Power Purchase Agreements (PPAs) are long-term contracts (5 to 25 years) between an energy producer (generator) and a buyer (load) that outlines the terms of sale of electricity. They are typically used by large loads to ensure electric supply with low risk for cost variability. PPA’s usually include energy cost and capacity payments, but not T&D fees, taxes and regulatory fees. For intermittent source PPAs, the buyer usually guarantees to take all power generated and pays for power that could be generated if they do not take it. For dispatchable source PPAs, the generator usually guarantees to provide supply and pays penalties if it is unable to provide power.
With the recent rise in large loads, new Tariff schedules are emerging specifically tailored to their needs. The Smart Electric Power Alliance (SEPA) created and maintains a database containing these Tariff schedules for large loads in the US. This information is useful for understanding the terms and conditions in electric supply contracts and how they are being put together. [16]
Electric Rate Escalation
Since 2022, retail electricity prices for commercial and industrial sectors in the United States have risen faster than inflation, driven by surging demand from energy-intensive loads. In 2023, commercial electricity retail prices averaged $125/MWh, marking a 5% increase from the previous year, with forecasts suggesting continued upward trends through 2026 to $170/MWh. This rise particularly impacts large loads, such as data centers and manufacturing facilities, which face elevated operational costs, especially in regions with limited grid capacity. [17]
Additionally, expanding transmission infrastructure to accommodate this growing demand requires substantial investments, estimated at $20–$50 billion annually by 2030. These costs are frequently passed on to large consumers through higher electricity rates or connection fees, particularly in areas necessitating new transmission lines for data centers or industrial electrification. Compounding these challenges, wholesale electricity markets, such as PJM, exhibit significant price volatility due to capacity constraints and fluctuating fuel prices.
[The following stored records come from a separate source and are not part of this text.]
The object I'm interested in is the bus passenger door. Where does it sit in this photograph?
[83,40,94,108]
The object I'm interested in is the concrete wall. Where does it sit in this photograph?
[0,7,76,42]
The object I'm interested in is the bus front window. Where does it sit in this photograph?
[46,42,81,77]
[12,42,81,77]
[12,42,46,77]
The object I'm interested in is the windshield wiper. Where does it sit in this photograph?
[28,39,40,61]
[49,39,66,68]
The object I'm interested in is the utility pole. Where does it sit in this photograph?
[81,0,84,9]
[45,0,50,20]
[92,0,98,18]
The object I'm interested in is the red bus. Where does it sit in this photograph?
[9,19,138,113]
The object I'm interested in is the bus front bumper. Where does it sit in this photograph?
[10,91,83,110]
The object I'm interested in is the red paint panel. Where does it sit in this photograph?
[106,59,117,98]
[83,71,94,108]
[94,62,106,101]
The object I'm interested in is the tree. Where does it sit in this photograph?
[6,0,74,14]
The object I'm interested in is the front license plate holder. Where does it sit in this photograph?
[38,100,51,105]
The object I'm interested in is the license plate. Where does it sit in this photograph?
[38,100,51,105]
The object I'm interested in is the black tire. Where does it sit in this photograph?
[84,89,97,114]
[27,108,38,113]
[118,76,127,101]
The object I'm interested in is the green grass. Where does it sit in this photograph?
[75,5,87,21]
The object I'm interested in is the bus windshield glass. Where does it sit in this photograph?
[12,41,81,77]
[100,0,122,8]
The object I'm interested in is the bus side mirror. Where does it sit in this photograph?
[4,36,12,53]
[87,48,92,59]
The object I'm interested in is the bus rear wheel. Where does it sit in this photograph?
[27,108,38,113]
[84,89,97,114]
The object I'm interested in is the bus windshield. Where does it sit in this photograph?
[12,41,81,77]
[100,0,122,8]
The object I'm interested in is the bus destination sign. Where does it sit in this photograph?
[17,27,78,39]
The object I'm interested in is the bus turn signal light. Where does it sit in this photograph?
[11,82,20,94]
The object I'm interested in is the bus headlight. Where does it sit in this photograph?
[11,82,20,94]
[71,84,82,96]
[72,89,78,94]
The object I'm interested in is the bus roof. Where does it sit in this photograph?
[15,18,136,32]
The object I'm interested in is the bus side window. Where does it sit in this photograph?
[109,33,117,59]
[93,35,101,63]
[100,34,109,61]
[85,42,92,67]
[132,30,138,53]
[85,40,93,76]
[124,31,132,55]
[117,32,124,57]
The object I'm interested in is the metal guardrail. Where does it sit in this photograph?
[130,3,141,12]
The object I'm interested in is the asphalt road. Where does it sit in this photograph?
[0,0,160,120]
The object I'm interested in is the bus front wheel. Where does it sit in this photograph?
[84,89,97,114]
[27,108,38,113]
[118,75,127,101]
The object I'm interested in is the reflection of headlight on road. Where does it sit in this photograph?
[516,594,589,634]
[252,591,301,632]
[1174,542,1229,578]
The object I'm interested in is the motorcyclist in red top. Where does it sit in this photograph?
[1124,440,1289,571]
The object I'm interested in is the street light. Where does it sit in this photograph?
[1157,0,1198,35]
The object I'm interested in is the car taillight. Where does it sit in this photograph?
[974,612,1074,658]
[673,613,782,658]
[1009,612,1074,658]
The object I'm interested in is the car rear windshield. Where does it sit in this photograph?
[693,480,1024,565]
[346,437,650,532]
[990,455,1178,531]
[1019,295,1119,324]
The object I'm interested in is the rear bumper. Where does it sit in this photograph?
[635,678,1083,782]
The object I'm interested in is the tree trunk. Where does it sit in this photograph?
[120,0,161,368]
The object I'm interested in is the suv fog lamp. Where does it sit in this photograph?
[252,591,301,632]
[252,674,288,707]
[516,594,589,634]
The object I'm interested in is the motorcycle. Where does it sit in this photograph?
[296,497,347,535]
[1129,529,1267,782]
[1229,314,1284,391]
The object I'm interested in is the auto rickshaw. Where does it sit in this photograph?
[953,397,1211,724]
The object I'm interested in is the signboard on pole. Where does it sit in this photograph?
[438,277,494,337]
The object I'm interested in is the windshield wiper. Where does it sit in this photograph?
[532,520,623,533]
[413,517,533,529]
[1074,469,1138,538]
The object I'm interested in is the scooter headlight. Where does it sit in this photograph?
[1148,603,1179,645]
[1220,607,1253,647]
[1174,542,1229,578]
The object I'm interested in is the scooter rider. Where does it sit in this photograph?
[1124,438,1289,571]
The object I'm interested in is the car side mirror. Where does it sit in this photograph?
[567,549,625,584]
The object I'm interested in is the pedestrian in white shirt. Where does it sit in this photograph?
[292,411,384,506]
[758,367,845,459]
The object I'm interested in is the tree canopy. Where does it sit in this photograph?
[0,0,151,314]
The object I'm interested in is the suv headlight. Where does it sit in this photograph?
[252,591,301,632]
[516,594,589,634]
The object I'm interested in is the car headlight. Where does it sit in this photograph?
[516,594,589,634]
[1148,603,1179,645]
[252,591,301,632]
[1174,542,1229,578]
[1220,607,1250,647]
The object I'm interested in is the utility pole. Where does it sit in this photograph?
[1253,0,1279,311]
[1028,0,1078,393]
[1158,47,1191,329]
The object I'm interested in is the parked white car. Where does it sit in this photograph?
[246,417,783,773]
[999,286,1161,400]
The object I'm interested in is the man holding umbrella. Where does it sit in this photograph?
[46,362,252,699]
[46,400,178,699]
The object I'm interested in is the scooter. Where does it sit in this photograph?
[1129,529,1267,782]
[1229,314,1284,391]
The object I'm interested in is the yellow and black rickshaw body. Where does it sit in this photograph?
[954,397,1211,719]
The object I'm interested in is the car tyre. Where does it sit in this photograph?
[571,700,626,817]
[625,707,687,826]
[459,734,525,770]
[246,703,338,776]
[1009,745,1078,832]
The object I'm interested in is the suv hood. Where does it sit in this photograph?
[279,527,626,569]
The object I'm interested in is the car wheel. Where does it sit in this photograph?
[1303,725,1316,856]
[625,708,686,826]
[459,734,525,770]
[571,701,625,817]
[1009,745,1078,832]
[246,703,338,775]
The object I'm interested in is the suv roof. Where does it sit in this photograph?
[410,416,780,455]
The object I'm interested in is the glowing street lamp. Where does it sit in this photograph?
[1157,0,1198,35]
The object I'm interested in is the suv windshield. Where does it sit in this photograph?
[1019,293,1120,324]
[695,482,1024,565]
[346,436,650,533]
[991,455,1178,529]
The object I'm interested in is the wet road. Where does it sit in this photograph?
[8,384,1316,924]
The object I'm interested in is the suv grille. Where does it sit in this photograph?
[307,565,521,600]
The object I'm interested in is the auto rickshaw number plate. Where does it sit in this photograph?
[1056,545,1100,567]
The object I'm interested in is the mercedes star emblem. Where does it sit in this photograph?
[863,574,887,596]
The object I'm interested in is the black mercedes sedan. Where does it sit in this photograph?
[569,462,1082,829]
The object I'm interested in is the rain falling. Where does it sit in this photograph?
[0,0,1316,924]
For instance, PJM’s 2024/2025 capacity auction saw prices spike due to tightened supply rules, creating unpredictable costs for large energy consumers and complicating their budgeting and long-term planning efforts. [18] [19]

Wholesale electricity prices are influenced by a range of factors, including fuel costs, weather conditions, demand variability, and regulatory policies. The U.S. Energy Information Administration (EIA) provides comprehensive data and analysis on these trends. The charges from utilities to delivery electricity has increased significantly and that trend is expected to continue, even though the cost of generating electricity has remained relatively constant (Figure 2.4). In 2024, the average electric price before taxes and regulatory fees was 60% generation, 14% transmission, and 26% distribution (40% total for delivery). While the cost of generation is predicted to remain stable, the delivery charges are expected to increase, with delivery charges reaching 54% of the electric cost (before taxes and regulatory fees) by 2040. [20][21]
Risks and Benefits
Procuring electric supply from the grid presents both opportunities and challenges for large load consumers. Interconnection with the national grid can lead to cost savings, improved price transparency, and opportunities to participate in demand-side programs. On the other hand, it introduces exposure to market volatility, regulatory uncertainty, vulnerability to outages, and the risk of capacity shortfalls. As this chapter has pointed out above, trends show the reliability of the grid is decreasing, and the cost of delivery through the grid is increasing, which provides motivation for large loads to consider co-locating, or behind the meter (BTM), generation.